The combination of the heparin-grafted AN69ST dialyzer with a 0.8 mmol/L citrate-enriched dialysate allowed successful haemodialysis without systemic anticoagulation for treatment times of ≥ 4 hours in 81% of patients in our study population. Despite the absence of systemic anticoagulation, only 15% of dialysis sessions were prematurely discontinued due to circuit clotting with a median reduction in treatment time of 55 minutes in sessions that had to be discontinued. Circuit coagulation made blood retransfusion impossible in only 4% of dialysis sessions. We conclude that the presented strategy favourably compares as to clotting complications with published outcomes of anticoagulation-free intermittent haemodialysis strategies using saline flushes, heparin-coated dialyzer in combination with regular dialysate or RCA with calcium supplemented dialysate.

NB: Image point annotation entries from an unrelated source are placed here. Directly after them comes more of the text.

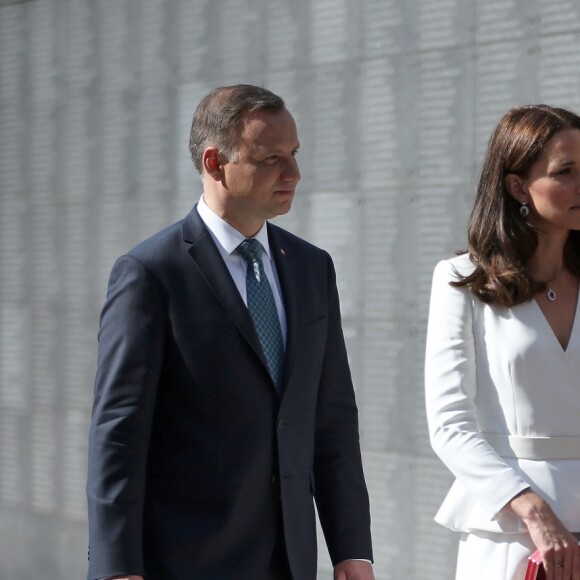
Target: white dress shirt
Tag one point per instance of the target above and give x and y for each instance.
(227, 239)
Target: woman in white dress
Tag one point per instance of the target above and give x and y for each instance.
(502, 368)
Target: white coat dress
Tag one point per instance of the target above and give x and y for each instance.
(503, 410)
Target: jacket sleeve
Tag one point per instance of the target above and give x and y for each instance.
(451, 397)
(131, 340)
(341, 494)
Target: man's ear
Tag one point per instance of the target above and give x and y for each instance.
(516, 187)
(211, 163)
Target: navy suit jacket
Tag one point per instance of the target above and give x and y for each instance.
(192, 451)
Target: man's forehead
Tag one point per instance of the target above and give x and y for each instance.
(268, 125)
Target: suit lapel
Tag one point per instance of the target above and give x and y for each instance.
(210, 263)
(289, 278)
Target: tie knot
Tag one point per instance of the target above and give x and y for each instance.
(251, 250)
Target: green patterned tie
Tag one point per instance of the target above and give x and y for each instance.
(262, 308)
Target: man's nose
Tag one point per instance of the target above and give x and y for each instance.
(292, 172)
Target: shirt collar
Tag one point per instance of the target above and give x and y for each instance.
(226, 236)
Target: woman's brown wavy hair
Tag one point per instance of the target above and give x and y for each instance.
(499, 241)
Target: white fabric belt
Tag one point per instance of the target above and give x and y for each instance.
(535, 447)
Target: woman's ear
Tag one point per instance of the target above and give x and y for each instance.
(516, 188)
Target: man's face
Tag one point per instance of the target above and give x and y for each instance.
(259, 183)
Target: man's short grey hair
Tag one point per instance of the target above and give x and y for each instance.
(217, 117)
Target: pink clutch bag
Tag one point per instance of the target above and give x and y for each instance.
(535, 569)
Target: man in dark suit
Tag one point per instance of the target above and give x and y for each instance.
(223, 400)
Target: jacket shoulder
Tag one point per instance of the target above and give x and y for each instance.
(284, 236)
(452, 269)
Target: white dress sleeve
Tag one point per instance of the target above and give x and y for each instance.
(485, 481)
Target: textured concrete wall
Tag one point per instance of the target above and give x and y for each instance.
(395, 100)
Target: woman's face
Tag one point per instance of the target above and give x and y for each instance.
(552, 187)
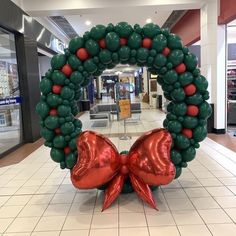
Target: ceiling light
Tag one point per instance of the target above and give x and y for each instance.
(149, 20)
(87, 22)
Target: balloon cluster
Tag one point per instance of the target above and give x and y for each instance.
(104, 47)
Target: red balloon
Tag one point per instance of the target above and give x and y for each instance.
(123, 41)
(187, 132)
(147, 163)
(57, 130)
(147, 43)
(102, 43)
(82, 54)
(56, 89)
(190, 89)
(181, 68)
(66, 150)
(166, 51)
(53, 112)
(66, 70)
(192, 110)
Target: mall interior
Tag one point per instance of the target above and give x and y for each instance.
(39, 176)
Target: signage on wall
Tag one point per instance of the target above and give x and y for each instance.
(9, 101)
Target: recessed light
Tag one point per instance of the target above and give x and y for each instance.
(149, 20)
(87, 22)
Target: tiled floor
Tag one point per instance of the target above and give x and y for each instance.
(38, 199)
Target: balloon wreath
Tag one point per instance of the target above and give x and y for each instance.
(104, 47)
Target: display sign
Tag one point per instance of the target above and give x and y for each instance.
(123, 100)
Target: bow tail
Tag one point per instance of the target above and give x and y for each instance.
(113, 190)
(143, 190)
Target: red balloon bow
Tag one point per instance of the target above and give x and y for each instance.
(147, 163)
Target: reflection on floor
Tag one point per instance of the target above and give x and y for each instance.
(37, 198)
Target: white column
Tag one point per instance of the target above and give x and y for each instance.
(213, 60)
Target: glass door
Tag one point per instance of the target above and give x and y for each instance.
(10, 100)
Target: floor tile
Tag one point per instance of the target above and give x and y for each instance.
(160, 219)
(10, 211)
(187, 217)
(4, 223)
(77, 222)
(204, 203)
(134, 231)
(197, 192)
(194, 230)
(104, 221)
(75, 233)
(33, 210)
(23, 224)
(180, 204)
(132, 220)
(57, 210)
(50, 223)
(103, 232)
(163, 231)
(214, 216)
(222, 229)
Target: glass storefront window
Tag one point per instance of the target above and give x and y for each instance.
(10, 101)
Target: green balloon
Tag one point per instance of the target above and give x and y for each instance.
(74, 62)
(195, 99)
(57, 155)
(58, 77)
(59, 141)
(70, 160)
(201, 83)
(123, 29)
(98, 32)
(185, 78)
(47, 134)
(45, 86)
(188, 154)
(181, 142)
(178, 171)
(176, 157)
(58, 61)
(112, 41)
(170, 77)
(150, 30)
(92, 47)
(190, 122)
(174, 42)
(51, 122)
(67, 93)
(204, 110)
(76, 78)
(190, 60)
(67, 128)
(176, 57)
(174, 126)
(199, 133)
(75, 44)
(90, 66)
(42, 109)
(124, 53)
(135, 41)
(63, 110)
(178, 95)
(53, 100)
(105, 56)
(142, 54)
(159, 61)
(159, 42)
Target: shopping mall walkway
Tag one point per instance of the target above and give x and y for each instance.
(37, 198)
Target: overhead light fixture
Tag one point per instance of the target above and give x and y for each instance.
(87, 22)
(149, 20)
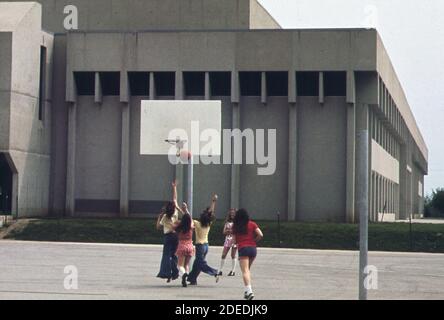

However, published data showed that RCA with a calcium-free dialysate was associated with a lower incidence of circuit coagulation than observed in our cohort, a benefit that has to be put in balance with the higher need for monitoring and nursing care of this technique. Despite the limitations of our study, we believe our data provide evidence to support future prospective controlled research on the efficacy and cost-effectiveness of the combination of a heparin-coated dialyzer with a citrate-enriched dialysate as an alternative for saline flushes and RCA in patients with increased bleeding risk. Prospective and controlled trials should also investigate whether the use of higher concentration of citric acid in the dialysate (up to 1 mmol/L instead of 0.8 mmol/L) can further increase the local anticoagulant effect at the dialyzer membrane and eventually increase the success rate of this simple and convenient protocol.